John Stott (Christ the Controversialist) outlines the following points, arising from Mark 7:1-13:-
1. Scripture is divine, tradition is human. What the Pharisees referred to as ‘the tradition of the elders’, vv3,5, Jesus calls, ‘the precepts of men’, v7, and ‘the tradition of men’, v8. ‘Thus we have our Lord’s own authority for distinguishing between Scripture and tradition as between God’s Word written and all human interpretations and accretions…Therefore as Jesus distinguished between Moses and the elders, so we must distinguish between apostolic tradition (which is Scripture) and ecclesiastical tradition (which is the teaching of the church). We must also say with him that the latter is human, but the former divine.’

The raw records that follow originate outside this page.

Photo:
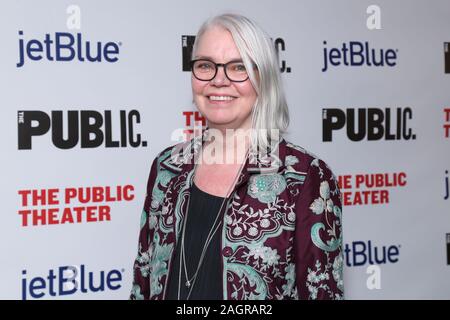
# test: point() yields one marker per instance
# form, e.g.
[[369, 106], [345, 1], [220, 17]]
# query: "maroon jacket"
[[281, 236]]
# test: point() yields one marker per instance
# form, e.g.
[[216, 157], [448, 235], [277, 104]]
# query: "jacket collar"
[[181, 159]]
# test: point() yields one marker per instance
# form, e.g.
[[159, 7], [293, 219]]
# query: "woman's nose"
[[220, 78]]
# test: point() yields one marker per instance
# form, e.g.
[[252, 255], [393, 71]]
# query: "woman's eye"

2. Scripture is obligatory, tradition is optional. Jesus did not reject all human traditions as harmful, but he put them in a secondary place. We err, not when give some place to such traditions, but when we ‘teach as doctrines the precepts of men’; when we try to enforce on others what God has not prescribed. Some traditions may be harmless; others may be positively helpful. Paul would even allow some Christians to be circumcised under certain circumstances, but he would not permit this to be turned into a rule.

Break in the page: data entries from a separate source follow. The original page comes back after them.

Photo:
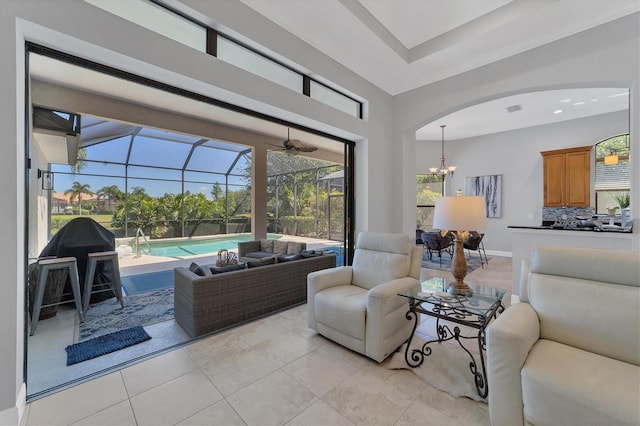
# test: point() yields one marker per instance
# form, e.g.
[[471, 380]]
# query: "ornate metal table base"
[[415, 357]]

3. Scripture is supreme, tradition is subordinate. The designation of money as ‘Corban’ – dedicated for the service of God in the Temple – was, as a human tradition, subordinate to the divine command to ‘honour your father and your mother’. Three times Jesus speaks of rejecting God’s commands in favour of human tradition, vv8,9,13.
Stott adds that the relation between Scripture and tradition was one of the main issues of the Reformation. Both sides accepted the inspiration and authority of Scripture. But, just as the Pharisses attempted to trace back their traditions to Moses, so the Roman church claimed that theirs went back to Christ. The Council of Trent in 1546 declared, ‘Scripture and tradition are to be received by the Church as of equal authority.’ Consequently, the Roman church did not purge out the unbiblical traditions about the Virgin Mary, the Mass, the Priesthood, purgatory and indulgences.
For ourselves, we must distinguish more clearly between tradition and Scripture. Evangelicals, in the fairly recent past, accepted uncritically, ‘smoke not, drink not, dance not’, as if these had unquestionable biblical authority. We are no more at liberty to impose human traditions on people than the Pharisees were.